Recognizable events were the marriages of Buck with Chloe and Rayford with Amanda, the death of Bruce Barnes, and the U.S. president heading an attack, with Britain and Egypt, against the Global Community. Major parts of the movie, however, were not in any of the books: the poisoning of Bibles by the forces of Nicolae, and an attempt by Fitzhugh to assassinate Nicolae, Buck's meeting with the president in the books makes it into the movie, but in a totally different form, Nicolae Carpathia is portrayed almost as a supernatural being, displaying supernatural powers against his enemies, which is shown by at the end having Carpathia walking out from the wreckage of the blown up building.

Trivia[]

  • The film was in production since 2002, when Cloud Ten Pictures released an official 30-second announcement teaser on DVD copies of Left Behind II: Tribulation Force
  • The movie was also called Left Behind: World War III at one point during production before undergoing a title change.
  • Principal photography was supposed to begin 15 October 2004, but got pushed back until 21 February 2005 because the script was not "locked".

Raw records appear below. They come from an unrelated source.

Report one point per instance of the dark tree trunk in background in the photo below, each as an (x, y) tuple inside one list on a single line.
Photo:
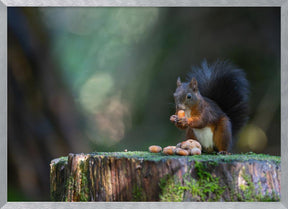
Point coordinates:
[(149, 177), (42, 119)]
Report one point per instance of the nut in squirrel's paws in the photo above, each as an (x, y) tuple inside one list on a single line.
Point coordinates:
[(182, 122), (173, 118)]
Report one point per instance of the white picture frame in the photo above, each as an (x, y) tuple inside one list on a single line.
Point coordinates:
[(144, 3)]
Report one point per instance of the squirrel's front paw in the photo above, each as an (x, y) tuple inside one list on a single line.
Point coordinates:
[(173, 118), (182, 122)]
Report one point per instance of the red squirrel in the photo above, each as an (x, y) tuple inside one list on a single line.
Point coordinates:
[(215, 102)]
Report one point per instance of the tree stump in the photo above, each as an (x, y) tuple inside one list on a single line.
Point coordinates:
[(144, 176)]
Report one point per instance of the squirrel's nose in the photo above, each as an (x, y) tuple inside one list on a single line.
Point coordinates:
[(181, 107)]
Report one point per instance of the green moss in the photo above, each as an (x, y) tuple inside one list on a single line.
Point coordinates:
[(205, 187), (251, 194), (171, 189), (204, 157), (137, 193), (84, 193)]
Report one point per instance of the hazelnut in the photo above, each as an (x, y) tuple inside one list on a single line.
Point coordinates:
[(195, 151), (170, 150), (155, 149), (181, 114), (180, 151)]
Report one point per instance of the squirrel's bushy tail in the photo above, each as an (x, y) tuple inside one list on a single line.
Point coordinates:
[(226, 85)]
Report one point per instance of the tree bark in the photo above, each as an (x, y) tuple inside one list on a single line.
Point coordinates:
[(143, 176)]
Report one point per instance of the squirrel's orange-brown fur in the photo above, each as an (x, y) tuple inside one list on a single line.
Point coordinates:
[(220, 112)]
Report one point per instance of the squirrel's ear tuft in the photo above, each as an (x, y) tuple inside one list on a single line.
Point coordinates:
[(194, 85), (178, 82)]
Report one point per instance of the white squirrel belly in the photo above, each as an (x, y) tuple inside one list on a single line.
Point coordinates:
[(204, 136)]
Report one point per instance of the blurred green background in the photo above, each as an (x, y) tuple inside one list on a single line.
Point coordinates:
[(101, 79)]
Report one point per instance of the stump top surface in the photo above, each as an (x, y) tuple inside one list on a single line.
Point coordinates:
[(144, 155)]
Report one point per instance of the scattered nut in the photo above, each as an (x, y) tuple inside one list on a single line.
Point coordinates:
[(186, 145), (170, 150), (181, 114), (178, 145), (155, 149), (195, 151), (180, 151), (196, 144)]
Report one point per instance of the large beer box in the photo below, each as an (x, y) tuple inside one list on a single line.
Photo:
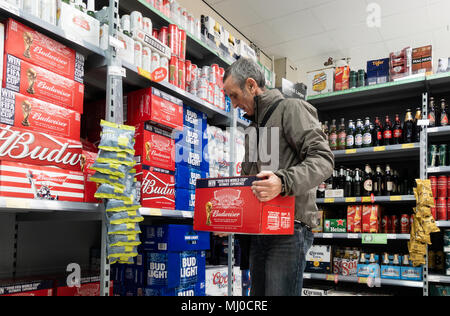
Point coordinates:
[(319, 260), (157, 187), (39, 116), (174, 238), (198, 289), (185, 200), (229, 205), (20, 180), (175, 269), (40, 50), (194, 119), (191, 158), (155, 146), (78, 25), (155, 106), (21, 146), (33, 81), (186, 178), (26, 288), (90, 286)]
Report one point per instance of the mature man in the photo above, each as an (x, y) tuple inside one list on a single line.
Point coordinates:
[(305, 160)]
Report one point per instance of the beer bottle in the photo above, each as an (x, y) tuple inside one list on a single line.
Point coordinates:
[(417, 128), (368, 183), (389, 182), (358, 134), (350, 142), (357, 184), (348, 184), (405, 261), (377, 134), (367, 134), (398, 131), (333, 136), (378, 182), (432, 113), (408, 128), (444, 114), (387, 132), (342, 136)]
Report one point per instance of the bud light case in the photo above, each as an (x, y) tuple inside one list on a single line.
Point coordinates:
[(185, 200), (174, 238), (186, 178), (175, 269)]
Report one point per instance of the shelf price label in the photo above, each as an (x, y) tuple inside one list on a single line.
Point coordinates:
[(374, 239)]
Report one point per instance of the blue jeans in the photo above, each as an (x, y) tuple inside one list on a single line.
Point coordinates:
[(277, 263)]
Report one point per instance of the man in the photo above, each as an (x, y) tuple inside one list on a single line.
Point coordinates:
[(305, 160)]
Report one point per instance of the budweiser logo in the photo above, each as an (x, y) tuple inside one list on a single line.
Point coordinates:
[(29, 147), (40, 51), (154, 185), (51, 88)]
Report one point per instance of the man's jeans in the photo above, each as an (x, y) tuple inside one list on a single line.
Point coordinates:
[(277, 263)]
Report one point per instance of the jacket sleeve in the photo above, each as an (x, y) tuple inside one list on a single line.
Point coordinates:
[(302, 130)]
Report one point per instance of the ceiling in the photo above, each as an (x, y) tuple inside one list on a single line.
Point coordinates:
[(310, 31)]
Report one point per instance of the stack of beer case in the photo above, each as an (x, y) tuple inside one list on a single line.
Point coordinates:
[(40, 112), (171, 262)]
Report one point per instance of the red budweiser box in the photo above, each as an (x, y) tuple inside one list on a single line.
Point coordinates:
[(36, 82), (157, 187), (228, 205), (39, 116), (35, 182), (90, 188), (155, 106), (155, 147), (21, 146), (38, 49), (26, 288), (89, 286)]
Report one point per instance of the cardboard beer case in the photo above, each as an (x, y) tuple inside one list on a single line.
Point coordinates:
[(39, 116), (31, 46), (228, 205), (33, 81)]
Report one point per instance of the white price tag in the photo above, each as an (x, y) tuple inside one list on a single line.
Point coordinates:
[(423, 122), (117, 71), (9, 7), (118, 44)]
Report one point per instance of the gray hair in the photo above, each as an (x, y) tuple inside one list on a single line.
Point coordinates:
[(244, 69)]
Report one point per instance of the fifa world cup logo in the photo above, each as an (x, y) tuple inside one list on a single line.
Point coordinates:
[(148, 148), (26, 110), (208, 213), (28, 41), (32, 76)]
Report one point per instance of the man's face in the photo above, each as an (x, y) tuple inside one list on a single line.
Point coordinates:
[(242, 99)]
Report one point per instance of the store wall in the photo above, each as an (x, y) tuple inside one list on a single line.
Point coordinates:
[(198, 8)]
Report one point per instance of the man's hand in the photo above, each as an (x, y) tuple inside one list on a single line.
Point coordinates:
[(268, 188)]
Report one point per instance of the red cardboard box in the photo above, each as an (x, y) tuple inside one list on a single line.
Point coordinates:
[(40, 50), (157, 187), (39, 116), (153, 105), (21, 146), (228, 205), (36, 82), (155, 146), (29, 182), (26, 288), (89, 287)]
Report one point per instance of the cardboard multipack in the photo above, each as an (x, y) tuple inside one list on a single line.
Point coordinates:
[(229, 205)]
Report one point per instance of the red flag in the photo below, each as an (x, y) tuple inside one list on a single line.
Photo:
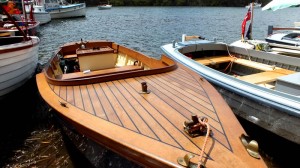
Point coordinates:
[(247, 17), (31, 16)]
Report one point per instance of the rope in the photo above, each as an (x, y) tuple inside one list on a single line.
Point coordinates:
[(205, 142)]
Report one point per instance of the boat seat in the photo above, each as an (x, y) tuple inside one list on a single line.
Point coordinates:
[(262, 77), (101, 72), (214, 60)]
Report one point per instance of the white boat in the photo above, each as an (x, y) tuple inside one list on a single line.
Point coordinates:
[(62, 9), (255, 5), (39, 12), (261, 87), (291, 38), (18, 61), (104, 6)]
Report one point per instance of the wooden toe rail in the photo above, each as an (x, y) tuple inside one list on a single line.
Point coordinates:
[(263, 77), (214, 60), (101, 72)]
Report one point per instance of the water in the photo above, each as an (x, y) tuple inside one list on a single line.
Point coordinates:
[(32, 137)]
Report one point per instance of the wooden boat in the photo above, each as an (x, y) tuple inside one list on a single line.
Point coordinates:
[(18, 60), (59, 9), (31, 27), (255, 5), (103, 6), (291, 39), (142, 108), (38, 11), (259, 86)]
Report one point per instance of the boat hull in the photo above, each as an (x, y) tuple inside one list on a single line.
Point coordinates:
[(140, 107), (17, 64), (271, 110), (68, 11)]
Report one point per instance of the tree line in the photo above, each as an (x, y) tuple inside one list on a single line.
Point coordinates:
[(224, 3)]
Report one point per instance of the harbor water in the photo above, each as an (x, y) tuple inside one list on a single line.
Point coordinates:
[(30, 136)]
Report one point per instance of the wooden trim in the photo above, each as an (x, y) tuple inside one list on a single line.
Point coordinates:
[(101, 72), (214, 60), (263, 77)]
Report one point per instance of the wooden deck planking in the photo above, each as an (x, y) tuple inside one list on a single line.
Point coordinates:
[(187, 108), (98, 109), (195, 103), (136, 111), (106, 107), (110, 113), (189, 92), (263, 77), (63, 92), (163, 113), (121, 107), (87, 102), (214, 60), (70, 95), (169, 118), (189, 86), (78, 97)]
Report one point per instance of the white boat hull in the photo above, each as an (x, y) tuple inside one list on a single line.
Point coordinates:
[(17, 66), (69, 11), (275, 111)]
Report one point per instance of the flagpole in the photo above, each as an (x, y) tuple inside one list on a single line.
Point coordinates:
[(251, 20)]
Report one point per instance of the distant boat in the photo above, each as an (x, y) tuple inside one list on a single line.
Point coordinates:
[(291, 38), (8, 26), (261, 87), (104, 6), (27, 25), (38, 11), (59, 9), (255, 5), (153, 112), (18, 59)]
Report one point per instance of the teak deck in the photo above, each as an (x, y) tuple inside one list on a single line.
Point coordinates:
[(148, 128), (270, 73)]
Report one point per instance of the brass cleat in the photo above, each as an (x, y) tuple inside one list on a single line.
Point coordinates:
[(185, 161), (144, 88), (251, 146), (194, 127)]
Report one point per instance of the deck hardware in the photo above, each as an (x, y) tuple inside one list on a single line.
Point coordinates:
[(185, 161), (144, 88), (194, 127), (63, 104), (250, 145)]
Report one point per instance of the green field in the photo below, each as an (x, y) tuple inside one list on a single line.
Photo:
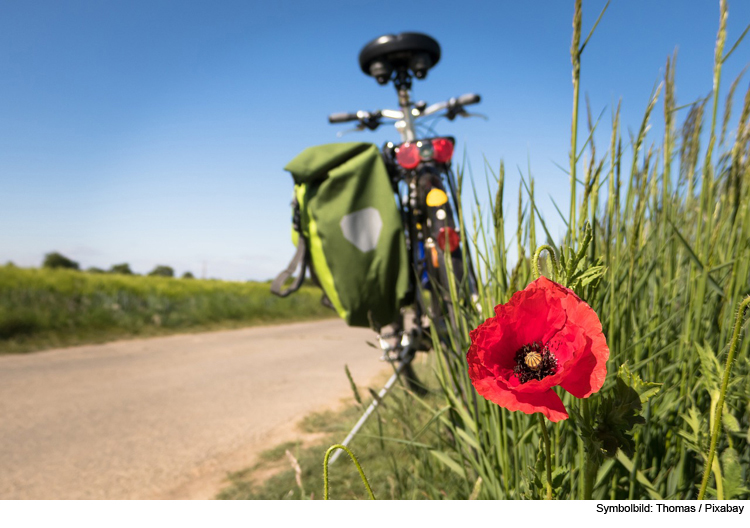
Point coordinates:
[(44, 308)]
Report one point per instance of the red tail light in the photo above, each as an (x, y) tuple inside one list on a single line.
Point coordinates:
[(443, 150), (451, 235), (407, 155)]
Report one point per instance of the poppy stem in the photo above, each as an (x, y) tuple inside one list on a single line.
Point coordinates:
[(356, 463), (535, 269), (720, 405), (548, 455)]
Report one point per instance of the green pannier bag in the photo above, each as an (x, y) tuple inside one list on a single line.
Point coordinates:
[(348, 232)]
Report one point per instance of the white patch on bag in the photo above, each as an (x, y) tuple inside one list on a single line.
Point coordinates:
[(362, 228)]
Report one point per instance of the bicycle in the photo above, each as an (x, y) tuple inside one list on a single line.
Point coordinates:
[(420, 172)]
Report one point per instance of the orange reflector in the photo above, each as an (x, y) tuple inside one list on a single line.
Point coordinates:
[(436, 198)]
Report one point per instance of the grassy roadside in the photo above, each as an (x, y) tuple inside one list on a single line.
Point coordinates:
[(43, 308)]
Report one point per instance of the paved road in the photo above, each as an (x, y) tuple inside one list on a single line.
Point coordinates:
[(166, 417)]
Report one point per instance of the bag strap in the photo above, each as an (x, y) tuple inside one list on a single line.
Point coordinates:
[(299, 260)]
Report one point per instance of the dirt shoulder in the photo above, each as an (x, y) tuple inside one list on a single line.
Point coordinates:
[(166, 417)]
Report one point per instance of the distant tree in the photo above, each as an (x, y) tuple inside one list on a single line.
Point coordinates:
[(56, 260), (162, 271), (122, 269)]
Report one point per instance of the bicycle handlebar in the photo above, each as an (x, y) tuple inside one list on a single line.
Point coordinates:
[(342, 117), (468, 99)]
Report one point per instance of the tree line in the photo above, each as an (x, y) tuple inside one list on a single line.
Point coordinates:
[(57, 260)]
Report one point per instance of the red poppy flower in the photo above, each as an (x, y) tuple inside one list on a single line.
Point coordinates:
[(543, 337)]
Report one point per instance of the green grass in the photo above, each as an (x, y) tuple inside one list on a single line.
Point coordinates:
[(669, 223), (44, 308)]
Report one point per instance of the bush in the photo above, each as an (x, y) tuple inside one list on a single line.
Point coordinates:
[(122, 269), (56, 260)]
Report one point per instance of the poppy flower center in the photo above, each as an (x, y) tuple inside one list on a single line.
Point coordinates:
[(534, 361)]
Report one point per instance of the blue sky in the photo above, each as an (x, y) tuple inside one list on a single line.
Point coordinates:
[(155, 132)]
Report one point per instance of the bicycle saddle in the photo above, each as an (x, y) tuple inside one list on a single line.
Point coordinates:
[(406, 51)]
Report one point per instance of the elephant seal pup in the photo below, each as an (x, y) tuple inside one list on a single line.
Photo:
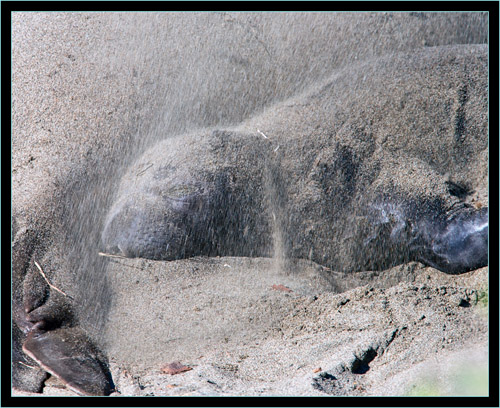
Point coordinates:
[(322, 179), (72, 132)]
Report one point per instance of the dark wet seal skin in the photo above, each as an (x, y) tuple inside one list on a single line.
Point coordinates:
[(69, 355), (456, 244), (58, 348), (210, 220)]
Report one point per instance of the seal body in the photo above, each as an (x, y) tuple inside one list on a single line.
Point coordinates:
[(339, 156), (314, 176)]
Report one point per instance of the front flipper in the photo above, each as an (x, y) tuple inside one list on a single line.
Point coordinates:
[(459, 244), (68, 354)]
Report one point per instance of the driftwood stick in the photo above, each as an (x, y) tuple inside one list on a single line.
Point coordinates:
[(48, 283)]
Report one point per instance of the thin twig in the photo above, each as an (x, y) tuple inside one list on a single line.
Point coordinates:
[(143, 171), (48, 283), (24, 364), (265, 137), (111, 255)]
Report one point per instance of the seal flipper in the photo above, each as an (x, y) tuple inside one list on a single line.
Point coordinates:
[(68, 354), (460, 244)]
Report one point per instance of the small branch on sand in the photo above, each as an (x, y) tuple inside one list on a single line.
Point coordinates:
[(48, 283), (265, 137), (144, 170), (26, 365), (111, 255)]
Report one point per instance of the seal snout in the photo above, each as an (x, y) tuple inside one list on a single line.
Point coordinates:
[(462, 245)]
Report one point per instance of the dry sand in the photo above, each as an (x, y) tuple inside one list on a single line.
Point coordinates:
[(86, 89)]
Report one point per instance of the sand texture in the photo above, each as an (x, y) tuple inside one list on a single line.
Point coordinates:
[(99, 97)]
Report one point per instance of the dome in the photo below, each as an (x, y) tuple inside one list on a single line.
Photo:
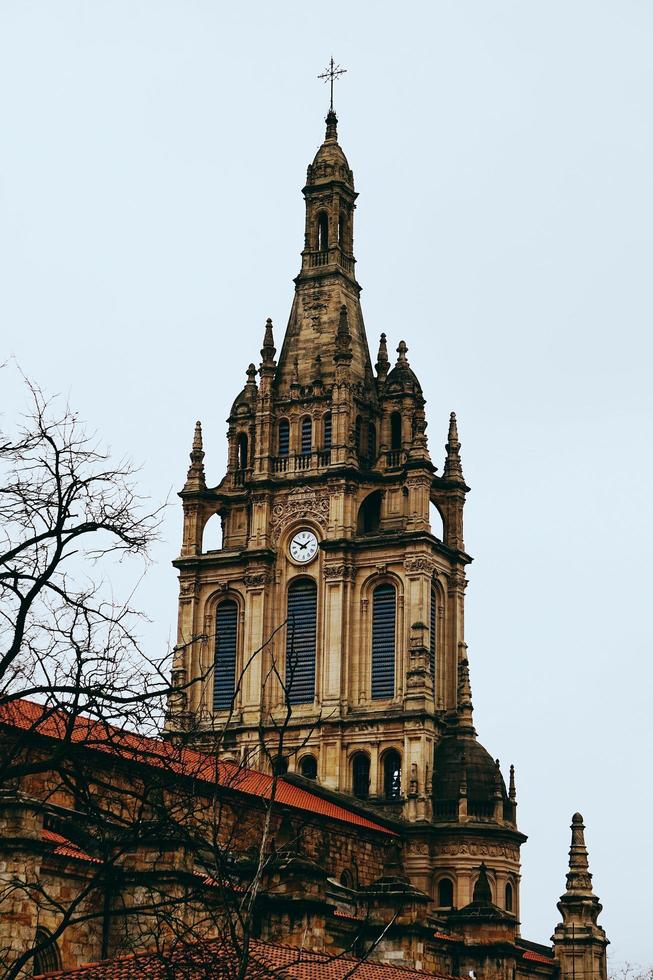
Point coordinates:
[(482, 773)]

  • Clarence Gilyard Jr. was originally signed to reprise his role of Bruce Barnes, but couldn't return due to a scheduling conflict. As a devout Catholic he has also admitted his priest was happy he didn't reprise the role, as the films paint an apocalyptic view that doesn't always line up with the Catholic Church's teachings.
  • Filming began in Toronto, Ontario on February 21, 2005 on a budget of $17 million and wrapped on March 18, 2005.